ステップ3:基本研修(講義+演習)と筆記試験
1号・2号研修では、講義50時間+演習が標準的な構成です。3号研修は講義8時間+演習1時間と短めです。講義では感染予防、安全確保、痰吸引・経管栄養の理論と手順などを学び、演習では人形を使って手技を反復練習します。筆記試験は講義内容から出題されるため、真面目に受講していれば対応できる難易度とされています。
ステップ4:実地研修・認定申請
実地研修は、看護師の指導のもと、実際の利用者に対して医療的ケアを実施する段階です。1号・2号は行為ごとに10〜20回の実施が必要で、3号は対象者に必要な行為について「安全に実施できる」と判断されるまで行います。実地研修が修了したら、都道府県に「認定特定行為業務従事者」の認定申請を行い、認定証の交付を受けて医療的ケアの実施が可能になります。
研修内容の概要
基本研修(1号・2号)
講義は50時間で、人間と社会、保健医療制度とチーム医療、安全な療養生活、清潔保持と感染予防、健康状態の把握、痰吸引と経管栄養の理論・実際、緊急時の対応などの分野で構成されます。演習では各行為を5回以上実施し、手順を身につけます。
基本研修(3号)
講義8時間で、重度障害者の地域生活支援に特化した内容を学び、演習1時間で対象者に必要な手技を確認します。
実地研修
口腔内吸引10回以上、その他の行為(鼻腔内吸引・気管カニューレ内部吸引・各種経管栄養)20回以上の実施が一つの目安です。勤務先で実施できるケース、登録研修機関が提携施設を紹介するケースがあり、進め方は機関ごとに異なります。
費用と費用を抑える方法
研修費用は機関や地域によって異なりますが、目安は次のとおりです。
| 区分 | 費用の目安 |
|---|---|
| 1号研修 | 6万〜15万円 |
| 2号研修 | 5万〜12万円 |
| 3号研修 | 1.5万〜2.5万円 |
実地研修費用は基本研修に含まれる場合と、別途必要な場合があります。費用を抑える方法としては、次の3つが代表的です。

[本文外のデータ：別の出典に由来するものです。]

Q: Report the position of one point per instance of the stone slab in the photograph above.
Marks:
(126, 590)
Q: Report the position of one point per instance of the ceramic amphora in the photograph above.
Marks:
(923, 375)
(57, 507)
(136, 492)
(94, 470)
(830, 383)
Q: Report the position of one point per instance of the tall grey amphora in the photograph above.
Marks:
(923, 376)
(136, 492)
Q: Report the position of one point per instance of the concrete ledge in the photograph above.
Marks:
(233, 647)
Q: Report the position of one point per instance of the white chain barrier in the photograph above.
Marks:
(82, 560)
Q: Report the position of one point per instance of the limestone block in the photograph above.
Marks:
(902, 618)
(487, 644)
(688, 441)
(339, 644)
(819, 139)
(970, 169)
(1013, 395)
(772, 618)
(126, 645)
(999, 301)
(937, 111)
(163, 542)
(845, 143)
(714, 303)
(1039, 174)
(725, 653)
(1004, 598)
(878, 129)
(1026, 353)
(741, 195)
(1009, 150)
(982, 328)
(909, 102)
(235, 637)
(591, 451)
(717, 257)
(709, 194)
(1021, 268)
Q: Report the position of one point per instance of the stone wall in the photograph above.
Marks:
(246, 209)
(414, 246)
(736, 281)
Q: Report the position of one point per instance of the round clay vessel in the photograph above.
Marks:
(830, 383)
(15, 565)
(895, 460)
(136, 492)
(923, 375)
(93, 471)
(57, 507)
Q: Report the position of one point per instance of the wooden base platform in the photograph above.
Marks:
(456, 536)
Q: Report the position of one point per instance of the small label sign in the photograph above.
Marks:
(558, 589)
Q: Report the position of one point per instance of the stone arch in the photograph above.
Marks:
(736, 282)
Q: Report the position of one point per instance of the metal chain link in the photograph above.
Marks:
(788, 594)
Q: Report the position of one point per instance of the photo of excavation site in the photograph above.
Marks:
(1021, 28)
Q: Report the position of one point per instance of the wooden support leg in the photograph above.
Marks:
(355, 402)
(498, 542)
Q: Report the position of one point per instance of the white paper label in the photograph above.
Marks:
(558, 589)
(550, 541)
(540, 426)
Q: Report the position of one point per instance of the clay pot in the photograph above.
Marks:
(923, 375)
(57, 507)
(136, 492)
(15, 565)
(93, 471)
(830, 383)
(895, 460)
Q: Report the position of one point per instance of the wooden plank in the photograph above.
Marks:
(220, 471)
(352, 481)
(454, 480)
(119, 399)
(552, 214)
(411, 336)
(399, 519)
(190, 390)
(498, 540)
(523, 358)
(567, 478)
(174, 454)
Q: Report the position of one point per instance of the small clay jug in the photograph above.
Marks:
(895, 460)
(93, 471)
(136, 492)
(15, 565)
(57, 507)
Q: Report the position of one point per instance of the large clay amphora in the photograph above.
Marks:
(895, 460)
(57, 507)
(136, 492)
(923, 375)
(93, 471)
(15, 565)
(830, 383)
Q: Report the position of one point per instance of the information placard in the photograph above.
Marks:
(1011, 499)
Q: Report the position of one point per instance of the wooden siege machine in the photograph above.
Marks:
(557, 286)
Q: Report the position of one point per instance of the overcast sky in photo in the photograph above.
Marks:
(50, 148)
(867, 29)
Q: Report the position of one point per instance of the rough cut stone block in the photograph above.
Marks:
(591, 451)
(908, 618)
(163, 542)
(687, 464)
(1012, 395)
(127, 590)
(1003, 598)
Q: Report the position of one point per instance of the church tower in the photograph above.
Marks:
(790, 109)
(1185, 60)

- 事業所負担制度の活用:介護施設の多くがスキルアップ支援として受講費用を補助しています
- 介護福祉士実務者研修修了者の免除:基本研修(講義・演習)が免除され、実地研修のみの受講で済むケースがあります
- 自治体の助成金・補助金の確認:都道府県や市町村でスキルアップ支援の助成制度を設けている自治体があります
研修期間の目安は、1号・2号で基本研修15日程度+実地研修1〜3か月、3号で基本研修2日程度+実地研修1〜2か月です。
よくある質問(FAQ)
Q1: 介護福祉士実務者研修との違いは?
A: 実務者研修は介護福祉士国家試験の受験要件として位置付けられる研修で、喀痰吸引等の基本研修部分は含まれますが、実地研修は含まれません。実際にケアを実施するには別途実地研修の受講が必要です。
Q2: どの研修を選べばいいですか?
A: 働く施設と対象とする利用者で判断します。多様な利用者の施設なら1号、気管切開等が少ない施設なら2号、特定の障害者への継続支援なら3号が適しています。
Q3: 実地研修はどこで受けられますか?
A: 勤務先での実施が基本です。難しい場合は登録研修機関に相談し、提携施設の紹介や、都道府県窓口からの受け入れ施設情報の入手を検討します。
Q4: 試験は難しいですか?
A: 講義内容からの出題で、合格基準は正答率9割以上が一般的です。真面目に受講していれば対応できる難易度で、不合格でも再試験を受けられます。
Q5: 取得後すぐに実施できますか?
A: 認定証交付後、登録特定行為事業者(または登録喀痰吸引等事業者)で、医師の指示と看護師との連携のもとで実施できます。
まとめ
喀痰吸引等研修は、介護職員が医療的ケアを安全に実施できるようになるための重要な研修です。1号・2号・3号の3区分があり、働く施設と対象者に応じて選ぶこと、基本研修と実地研修の2段階で構成されること、事業所負担や実務者研修修了者の免除を活用すれば費用を抑えやすいことが要点です。まずはお住まいの都道府県のホームページで登録研修機関を確認し、開講スケジュールと費用を比較するところから始めましょう。